# Using dog brushes as carders



## Cdambro

I have been watching lots of you tube videos on all things roving and spinning. Came accross one where the girl was using dog brushes as carders. Just wondering of anyone else does or has and how do they compare to carders. Thanks.


----------



## wordancer

They work, but not as well,and if you can only do a small amount at a time and is a stop gap measure. If you plan to do a lot of carding, you should get real ones.


----------



## nellig

I sometimes get my dog brushes mixed up with my flickers. The dogs don't like either and the locks don't seem to care.

Flickers are used to open locks of wool. Locks are the tips of the wool of some breeds that like to stay in curlicues. You can then spin directly from the lock or put on your combs or carders. If you don't brush out the locks, they tend to stay as locks. The combs or carders don't open them up well and you get bumps and lumps in your spinning.


----------



## deemail

I do, but it was totally because I couldn't afford real cards when I started... after learning on the wire dog combs.... I'm fine with it...


----------



## kaixixang

deemail said:


> I do, but it was totally because I couldn't afford real cards when I started... after learning on the wire dog combs.... I'm fine with it...


I'm with you on the cost of the combs. I used a "set" on real cotton bolls (after I removed the seeds) and had some nice brushings. Didn't have my drop spindle then...but I wouldn't mind doing the effort again.

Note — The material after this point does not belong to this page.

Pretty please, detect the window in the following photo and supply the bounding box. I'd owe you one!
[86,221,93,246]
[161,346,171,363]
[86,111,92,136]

Just in case Jessica-Jean reads this...the previous grab session was part of the left-over "blooms" that happen. This was a machine harvested field...or Mom wouldn't have let me grab any off of the plants.


----------



## shepherd

I have a "flicker" - upgrade from cat comb - used at fairs for teens to "card" for us as we spin


----------



## mama879

Flicker is a name brand of carders? Yup still learning.


----------



## Longtimer

mama879 said:


> Flicker is a name brand of carders? Yup still learning.


No. It is a single carder about 2-3 inches wide that is used to "flick" open locks of wool. I have a short piece of 2x4. I lay the lock on the bare edge and draw the flicker across it. Opens up the ends and yarn can be spun directly


----------



## sockyarn

I us a dog brush as a flicker. It is the kind were you can push a button on the back so the fiber that is stuck down in the bristles come up to the ends and is easy to remove. I love it better then the flickers for fiber.


----------



## mama879

Going to check out a flicker. Be back soon.


----------



## deenashoemaker

I've used dog brushes since the sixties. Much easier on my hands so I've gotten pretty guick at it


----------



## Goodshepfarm

I used one as well when I started out many years ago, worked great.


----------